Translation of "Kaleme" in German

0.003 sec.

Examples of using "Kaleme" in a sentence and their german translations:

Anılarını kaleme aldı.

Er verfasste seine Memoiren.

Kırmızı kaleme ihtiyacım var.

Ich brauche einen roten Stift.

Bir kaleme ihtiyacım var.

Ich brauche einen Bleistift.

Ben bir dolma kaleme sahibim.

- Ich habe einen Kuli.
- Ich habe einen Kugelschreiber.

Bir tükenmez kaleme ihtiyacım var.

Ich brauche einen Kugelschreiber.

Bir kitap kaleme almaya başladım.

Ich habe angefangen, ein Buch zu schreiben.

O, vampirler hakkında bir roman kaleme aldı.

Sie hat einen Roman über Vampire geschrieben.

Benim bir zarfa, bir parça kağıda ve kurşun kaleme ya da bir dolma kaleme ihtiyacım var.

Ich benötige einen Umschlag, Papier sowie einen Bleistift oder Füller.

Bir kaleme ihtiyacım var. Sizinkilerden birini kullanabilir miyim?

Ich brauche einen Bleistift, kann ich einen von deinen benutzen?

Bir kaleme ihtiyacınız varsa, size bir tane ödünç veririm.

Wenn du einen Füller brauchst, leihe ich dir einen.

Bir dolma kaleme ihtiyacın varsa, sana bir tane ödünç veririm.

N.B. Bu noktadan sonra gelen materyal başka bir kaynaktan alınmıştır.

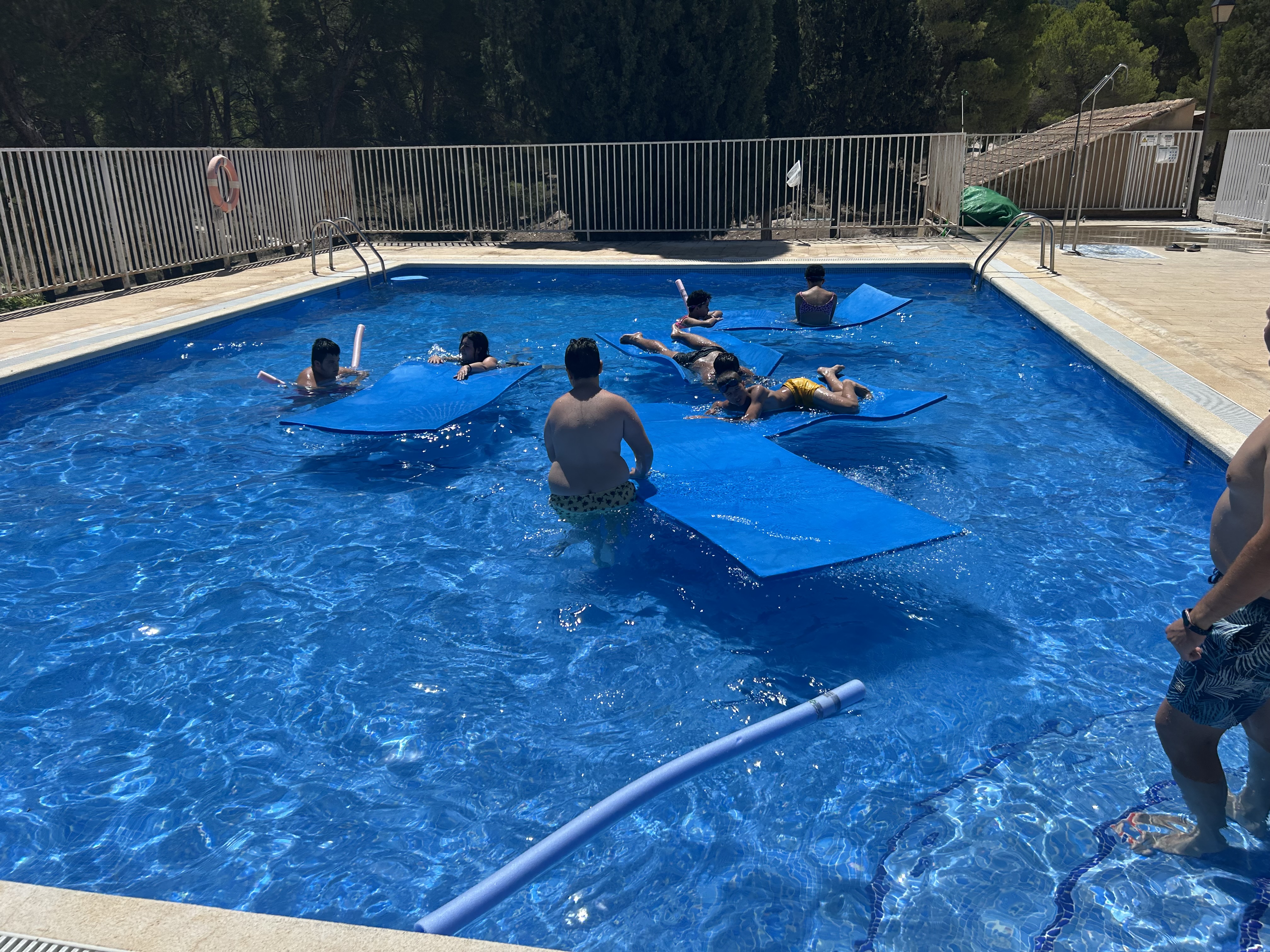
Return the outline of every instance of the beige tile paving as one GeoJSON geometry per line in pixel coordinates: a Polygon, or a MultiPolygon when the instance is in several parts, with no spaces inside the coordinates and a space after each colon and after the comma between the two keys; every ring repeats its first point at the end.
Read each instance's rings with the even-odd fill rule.
{"type": "Polygon", "coordinates": [[[532,952],[528,946],[0,881],[0,932],[124,952],[532,952]]]}
{"type": "Polygon", "coordinates": [[[1212,248],[1161,254],[1161,260],[1059,255],[1058,278],[1039,277],[1036,260],[1022,248],[1003,256],[1039,284],[1265,416],[1270,255],[1212,248]]]}

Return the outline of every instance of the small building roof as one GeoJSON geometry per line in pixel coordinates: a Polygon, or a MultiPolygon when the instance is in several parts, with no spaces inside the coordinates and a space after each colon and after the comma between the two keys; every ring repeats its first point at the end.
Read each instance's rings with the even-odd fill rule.
{"type": "MultiPolygon", "coordinates": [[[[1113,132],[1147,128],[1170,113],[1180,112],[1187,107],[1194,110],[1195,100],[1166,99],[1160,103],[1135,103],[1133,105],[1113,105],[1106,109],[1096,109],[1092,124],[1088,116],[1081,121],[1081,138],[1085,138],[1086,127],[1090,128],[1090,141],[1092,142],[1113,132]]],[[[1190,128],[1189,122],[1186,128],[1190,128]]],[[[989,182],[1013,169],[1053,159],[1062,152],[1071,151],[1074,137],[1074,116],[1016,138],[993,142],[992,138],[994,137],[988,137],[989,143],[986,151],[973,152],[965,159],[965,184],[982,185],[984,182],[989,182]]],[[[969,135],[966,136],[966,142],[970,143],[974,138],[973,135],[969,135]]]]}

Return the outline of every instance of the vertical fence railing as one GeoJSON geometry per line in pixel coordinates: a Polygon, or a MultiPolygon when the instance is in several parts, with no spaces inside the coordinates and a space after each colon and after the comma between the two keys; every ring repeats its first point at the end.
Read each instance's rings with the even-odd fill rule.
{"type": "Polygon", "coordinates": [[[296,246],[318,218],[353,215],[347,150],[0,150],[0,293],[128,279],[296,246]],[[208,160],[237,166],[232,215],[207,195],[208,160]]]}
{"type": "Polygon", "coordinates": [[[1270,225],[1270,129],[1232,129],[1217,183],[1217,220],[1270,225]]]}
{"type": "MultiPolygon", "coordinates": [[[[1181,215],[1203,133],[1095,132],[1085,162],[1085,211],[1181,215]]],[[[1083,138],[1083,137],[1082,137],[1083,138]]],[[[1062,212],[1072,171],[1072,131],[966,137],[965,184],[999,192],[1024,211],[1062,212]]]]}
{"type": "Polygon", "coordinates": [[[711,239],[951,220],[960,133],[384,149],[0,150],[0,293],[295,248],[319,218],[450,235],[711,239]],[[232,159],[243,198],[208,201],[232,159]],[[786,173],[801,162],[801,184],[786,173]],[[932,199],[935,206],[932,206],[932,199]]]}

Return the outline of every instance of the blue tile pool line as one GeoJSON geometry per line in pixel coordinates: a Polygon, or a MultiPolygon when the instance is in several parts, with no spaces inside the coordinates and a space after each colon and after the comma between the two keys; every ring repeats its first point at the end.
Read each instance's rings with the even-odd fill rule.
{"type": "Polygon", "coordinates": [[[1135,340],[1132,340],[1114,327],[1107,326],[1087,311],[1082,311],[1060,294],[1054,293],[1036,282],[1027,281],[1022,272],[1011,268],[1008,264],[999,260],[993,264],[996,264],[996,267],[1007,275],[1005,278],[998,278],[998,281],[1008,281],[1019,291],[1026,291],[1034,297],[1040,298],[1102,343],[1114,347],[1144,371],[1149,371],[1156,374],[1173,390],[1186,395],[1191,401],[1204,407],[1218,419],[1231,424],[1243,435],[1251,435],[1252,430],[1255,430],[1257,424],[1261,423],[1261,418],[1251,410],[1240,406],[1233,400],[1217,392],[1203,381],[1190,376],[1176,364],[1170,363],[1135,340]]]}
{"type": "Polygon", "coordinates": [[[1270,908],[1270,880],[1261,878],[1256,883],[1257,894],[1243,910],[1240,919],[1240,952],[1262,952],[1261,929],[1265,928],[1266,909],[1270,908]]]}

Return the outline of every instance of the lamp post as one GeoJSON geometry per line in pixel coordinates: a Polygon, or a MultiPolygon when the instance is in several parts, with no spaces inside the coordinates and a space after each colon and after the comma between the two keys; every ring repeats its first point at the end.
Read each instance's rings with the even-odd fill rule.
{"type": "Polygon", "coordinates": [[[1222,52],[1222,33],[1234,13],[1234,0],[1213,0],[1208,8],[1217,27],[1217,39],[1213,41],[1213,63],[1208,67],[1208,100],[1204,103],[1204,126],[1199,137],[1199,159],[1195,161],[1195,176],[1191,182],[1191,201],[1187,217],[1199,217],[1199,178],[1204,171],[1204,149],[1208,146],[1208,122],[1213,116],[1213,93],[1217,91],[1217,57],[1222,52]]]}

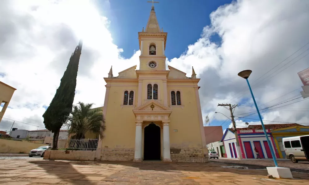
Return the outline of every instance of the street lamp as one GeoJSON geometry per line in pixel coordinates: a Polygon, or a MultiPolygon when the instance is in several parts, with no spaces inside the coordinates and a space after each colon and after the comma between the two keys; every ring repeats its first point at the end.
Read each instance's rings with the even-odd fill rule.
{"type": "Polygon", "coordinates": [[[274,162],[275,163],[275,165],[276,167],[266,167],[267,169],[267,171],[269,174],[272,175],[274,177],[277,178],[293,178],[292,175],[292,173],[289,168],[281,168],[278,167],[278,164],[277,163],[277,161],[276,159],[276,156],[273,153],[273,147],[272,147],[270,142],[269,141],[268,139],[268,136],[267,135],[266,130],[265,129],[265,127],[264,125],[264,123],[263,123],[263,121],[262,120],[262,117],[261,116],[261,114],[260,113],[260,111],[259,110],[259,108],[257,107],[257,105],[256,105],[256,102],[255,101],[255,99],[254,99],[254,96],[253,95],[253,93],[252,92],[252,90],[251,89],[251,87],[250,86],[250,84],[249,84],[249,81],[248,80],[248,78],[249,78],[250,75],[252,72],[252,71],[251,70],[245,70],[240,72],[238,74],[239,76],[246,79],[248,84],[248,86],[249,87],[249,90],[250,90],[250,92],[251,93],[251,96],[252,97],[252,99],[253,99],[253,102],[254,103],[254,105],[255,105],[255,108],[256,109],[256,111],[257,112],[257,114],[259,115],[259,117],[260,118],[260,120],[261,121],[261,123],[262,124],[262,127],[263,128],[263,130],[264,131],[264,133],[265,134],[266,137],[266,139],[267,140],[267,143],[268,143],[268,146],[269,146],[269,149],[270,149],[270,152],[271,153],[272,156],[273,156],[273,160],[274,162]],[[281,170],[278,170],[278,169],[280,168],[281,170]]]}
{"type": "Polygon", "coordinates": [[[267,141],[267,143],[268,143],[268,145],[269,146],[269,148],[270,149],[270,152],[271,152],[271,155],[273,156],[273,162],[275,163],[275,165],[276,167],[278,167],[278,164],[277,163],[277,160],[276,159],[276,156],[273,153],[273,147],[271,147],[272,145],[270,143],[268,139],[268,136],[267,135],[266,130],[265,129],[265,127],[264,125],[264,123],[263,123],[263,121],[262,120],[262,117],[261,114],[260,113],[260,111],[259,110],[259,108],[257,108],[257,105],[256,105],[256,102],[255,101],[255,99],[254,98],[254,96],[253,95],[253,93],[252,92],[252,90],[251,89],[251,87],[250,86],[250,84],[249,84],[249,81],[248,80],[248,78],[252,72],[252,71],[251,70],[245,70],[241,72],[240,72],[238,73],[238,76],[243,78],[246,79],[247,81],[247,83],[248,84],[248,86],[249,87],[249,89],[250,90],[250,92],[251,92],[251,96],[252,96],[252,99],[253,99],[253,102],[254,102],[254,105],[255,105],[255,108],[256,109],[256,111],[257,111],[257,113],[259,115],[259,117],[260,118],[260,120],[261,121],[261,123],[262,124],[262,127],[263,128],[263,130],[264,131],[264,133],[265,134],[265,136],[266,137],[266,139],[267,141]]]}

Wenn du einen Füller brauchst, leihe ich dir einen.

Bir zarfa ve bir parça kağıda ihtiyacım var. Ayrıca bir kurşun kalem ya da dolma kaleme ihtiyacım var.

Ich benötige einen Umschlag, Papier sowie einen Bleistift oder Füller.

- O Çin hakkında bir kitap yazdı.
- O Çin üzerine bir kitap yazdı.
- O Çin ile ilgili bir kitap yazdı.
- O Çin ile ilgili bir kitap kaleme aldı.

Er hat ein Buch über China geschrieben.